Jurisprudência selecionada sobre essa tese:
Caso julgado pelo STF em 2024: O caso envolve um agravo regimental interposto por um profissional que contesta a decisão do Tribunal Regional do Trabalho da 10a Região, que reconheceu vínculo empregatício entre ele e uma empresa de combustíveis. O agravante argumenta que a decisão regional desconsiderou contratos de natureza comercial firmados com pessoa jurídica, alegando trânsito em julgado e uso indevido da reclamação como sucedâneo recursal. A controvérsia gira em torno da caracterização de vínculo empregatício versus prestação de serviços autônomos, com discussão sobre a aplicação de precedentes do STF sobre terceirização e fraude à legislação trabalhista. 1
Caso julgado pelo TST em 2024: O caso discute a configuração de vínculo empregatício entre um trabalhador autônomo e uma empresa, à luz dos artigos 2º e 3º da CLT, que definem os elementos necessários para tal relação. O trabalhador alega estar subordinado à empresa, enquanto esta sustenta que a relação era de parceria, demonstrando a ausência de subordinação. A decisão regional concluiu que a empresa cumpriu seu ônus probatório, afastando a caracterização do vínculo, o que atrai a aplicação da Súmula 126 do TST, impedindo o reexame de fatos e provas. 2
Caso julgado pelo TST em 2022: Ainda não há um resumo dos fatos para este caso, mas ele é relevante porque compartilha a mesma linha argumentativa que fundamenta a tese. 3
Caso julgado pelo TST em 2017: Ainda não há um resumo dos fatos para este caso, mas ele é relevante porque compartilha a mesma linha argumentativa que fundamenta a tese. 4
Caso julgado pelo TST em 2017: Ainda não há um resumo dos fatos para este caso, mas ele é relevante porque compartilha a mesma linha argumentativa que fundamenta a tese. 5
Caso julgado pelo TST em 2015: O caso trata do indeferimento de contradita à testemunha arrolada pelo réu, com a alegação de cerceamento de defesa e inexistência de vínculo empregatício. A parte recorrente argumenta que a testemunha, por ter comparecido à residência do réu em uma ocasião, configura amizade íntima, o que violaria o art. 829 da CLT. O tribunal, no entanto, concluiu que não havia elementos suficientes para caracterizar a relação de emprego, uma vez que não se demonstrou a subordinação necessária, conforme o art. 3º da CLT. 6
Caso julgado pelo TST em 2014: Ainda não há um resumo dos fatos para este caso, mas ele é relevante porque compartilha a mesma linha argumentativa que fundamenta a tese. 7
Caso julgado pelo TST em 2014: Ainda não há um resumo dos fatos para este caso, mas ele é relevante porque compartilha a mesma linha argumentativa que fundamenta a tese. 8
Caso julgado pelo TRT-16 em 2024: O caso envolve um recurso ordinário interposto por um trabalhador contra a decisão que negou o reconhecimento de vínculo empregatício com a empresa. O reclamante argumenta que a empresa não comprovou a validade da contratação como representante comercial, alegando que a ausência de registro no conselho profissional e de recolhimento do Imposto Sobre Serviço caracterizariam o vínculo empregatício.
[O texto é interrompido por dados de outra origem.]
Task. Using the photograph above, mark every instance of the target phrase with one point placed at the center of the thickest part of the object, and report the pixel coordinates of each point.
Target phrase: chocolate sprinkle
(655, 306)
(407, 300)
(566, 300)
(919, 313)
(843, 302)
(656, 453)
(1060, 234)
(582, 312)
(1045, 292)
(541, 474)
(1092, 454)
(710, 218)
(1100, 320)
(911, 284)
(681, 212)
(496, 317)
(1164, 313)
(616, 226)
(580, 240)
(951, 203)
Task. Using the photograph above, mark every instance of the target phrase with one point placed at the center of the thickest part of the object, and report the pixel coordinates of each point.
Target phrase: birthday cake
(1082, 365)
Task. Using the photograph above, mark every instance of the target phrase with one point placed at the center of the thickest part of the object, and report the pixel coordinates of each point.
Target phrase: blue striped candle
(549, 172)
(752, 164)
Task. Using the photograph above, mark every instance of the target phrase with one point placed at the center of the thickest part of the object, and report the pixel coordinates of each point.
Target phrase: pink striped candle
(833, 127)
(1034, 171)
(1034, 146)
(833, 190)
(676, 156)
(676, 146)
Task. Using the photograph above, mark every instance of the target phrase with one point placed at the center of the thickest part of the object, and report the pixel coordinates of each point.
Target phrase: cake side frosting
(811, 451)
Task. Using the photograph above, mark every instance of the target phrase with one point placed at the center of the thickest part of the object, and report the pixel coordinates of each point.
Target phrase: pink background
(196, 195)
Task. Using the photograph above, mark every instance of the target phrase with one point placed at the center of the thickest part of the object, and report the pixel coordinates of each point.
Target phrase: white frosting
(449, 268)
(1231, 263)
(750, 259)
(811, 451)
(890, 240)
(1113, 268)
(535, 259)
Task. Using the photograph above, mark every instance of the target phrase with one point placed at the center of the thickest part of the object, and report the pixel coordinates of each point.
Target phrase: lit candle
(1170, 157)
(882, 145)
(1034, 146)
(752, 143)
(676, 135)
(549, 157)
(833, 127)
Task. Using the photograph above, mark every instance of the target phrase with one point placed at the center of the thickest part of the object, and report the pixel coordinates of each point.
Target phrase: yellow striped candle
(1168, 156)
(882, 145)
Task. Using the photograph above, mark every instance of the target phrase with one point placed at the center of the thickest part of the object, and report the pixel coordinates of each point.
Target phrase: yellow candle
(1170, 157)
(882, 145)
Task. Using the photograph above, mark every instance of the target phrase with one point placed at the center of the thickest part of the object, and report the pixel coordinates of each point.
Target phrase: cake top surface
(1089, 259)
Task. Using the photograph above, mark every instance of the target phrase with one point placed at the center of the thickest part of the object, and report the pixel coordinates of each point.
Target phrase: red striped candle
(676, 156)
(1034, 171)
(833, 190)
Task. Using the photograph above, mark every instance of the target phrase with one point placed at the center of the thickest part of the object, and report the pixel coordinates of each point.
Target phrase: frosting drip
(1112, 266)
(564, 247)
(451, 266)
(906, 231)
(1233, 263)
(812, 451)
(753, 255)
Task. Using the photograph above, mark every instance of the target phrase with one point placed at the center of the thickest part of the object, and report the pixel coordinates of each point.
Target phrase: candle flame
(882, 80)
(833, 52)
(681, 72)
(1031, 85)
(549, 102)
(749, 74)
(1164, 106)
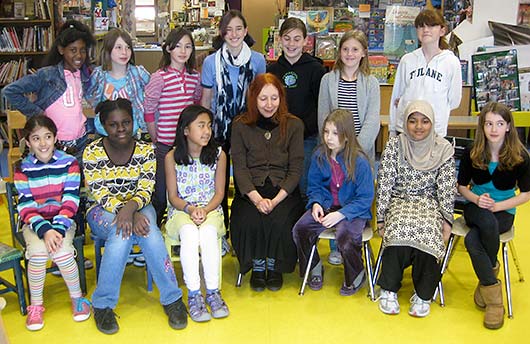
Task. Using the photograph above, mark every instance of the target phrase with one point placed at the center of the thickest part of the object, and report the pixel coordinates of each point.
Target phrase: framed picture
(19, 10)
(496, 78)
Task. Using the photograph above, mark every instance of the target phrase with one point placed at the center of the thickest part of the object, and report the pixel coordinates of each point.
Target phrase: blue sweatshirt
(355, 197)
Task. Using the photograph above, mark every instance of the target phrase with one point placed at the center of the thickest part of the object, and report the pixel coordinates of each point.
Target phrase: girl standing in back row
(59, 87)
(119, 77)
(226, 76)
(171, 88)
(431, 73)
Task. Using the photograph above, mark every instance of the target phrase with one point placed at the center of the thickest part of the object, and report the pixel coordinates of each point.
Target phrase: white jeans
(205, 239)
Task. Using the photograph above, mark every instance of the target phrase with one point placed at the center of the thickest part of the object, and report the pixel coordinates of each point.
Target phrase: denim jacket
(137, 78)
(48, 84)
(355, 197)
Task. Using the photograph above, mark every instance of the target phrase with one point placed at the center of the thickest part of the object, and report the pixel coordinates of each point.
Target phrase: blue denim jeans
(115, 258)
(310, 144)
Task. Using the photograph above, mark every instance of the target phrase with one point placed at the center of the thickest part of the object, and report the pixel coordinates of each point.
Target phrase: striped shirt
(169, 92)
(48, 192)
(347, 98)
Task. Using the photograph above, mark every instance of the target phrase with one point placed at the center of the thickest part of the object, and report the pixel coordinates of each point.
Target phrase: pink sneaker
(35, 321)
(81, 309)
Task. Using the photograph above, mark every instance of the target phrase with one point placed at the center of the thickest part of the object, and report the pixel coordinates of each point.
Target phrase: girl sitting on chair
(47, 181)
(195, 179)
(490, 171)
(120, 173)
(415, 197)
(340, 192)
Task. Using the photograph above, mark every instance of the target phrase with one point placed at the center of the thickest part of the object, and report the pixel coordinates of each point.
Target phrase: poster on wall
(496, 79)
(400, 33)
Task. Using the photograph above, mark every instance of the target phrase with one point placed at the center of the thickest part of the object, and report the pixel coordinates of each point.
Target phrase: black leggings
(425, 270)
(482, 241)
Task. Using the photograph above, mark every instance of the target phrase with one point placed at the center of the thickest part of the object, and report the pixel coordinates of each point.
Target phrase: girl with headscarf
(415, 196)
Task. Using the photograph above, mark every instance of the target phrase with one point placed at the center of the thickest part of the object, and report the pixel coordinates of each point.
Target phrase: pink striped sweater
(168, 93)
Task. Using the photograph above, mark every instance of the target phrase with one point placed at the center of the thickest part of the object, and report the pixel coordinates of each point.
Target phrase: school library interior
(381, 60)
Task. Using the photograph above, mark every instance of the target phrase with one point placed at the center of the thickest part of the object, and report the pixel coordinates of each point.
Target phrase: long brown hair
(108, 45)
(343, 121)
(281, 117)
(359, 36)
(512, 150)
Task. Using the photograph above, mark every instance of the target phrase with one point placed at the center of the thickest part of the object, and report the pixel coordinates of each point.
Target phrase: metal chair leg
(516, 260)
(149, 279)
(97, 249)
(378, 264)
(507, 279)
(445, 263)
(80, 260)
(368, 258)
(17, 271)
(307, 270)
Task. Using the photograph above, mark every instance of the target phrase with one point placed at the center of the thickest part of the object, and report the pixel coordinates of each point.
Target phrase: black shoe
(257, 280)
(106, 320)
(274, 280)
(177, 314)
A empresa, por sua vez, defende que o reclamante atuava como representante comercial autônomo, sem subordinação ou controle de suas atividades, conforme depoimentos que sustentam a autonomia do trabalhador. 9
Caso julgado pelo TST em 2011: Ainda não há um resumo dos fatos para este caso, mas ele é relevante porque compartilha a mesma linha argumentativa que fundamenta a tese. 10
Quer verificar as ementas desses julgados na íntegra? Ou você pode contar mais detalhes sobre o seu caso específico e refinar essa pesquisa. Como gostaria de continuar?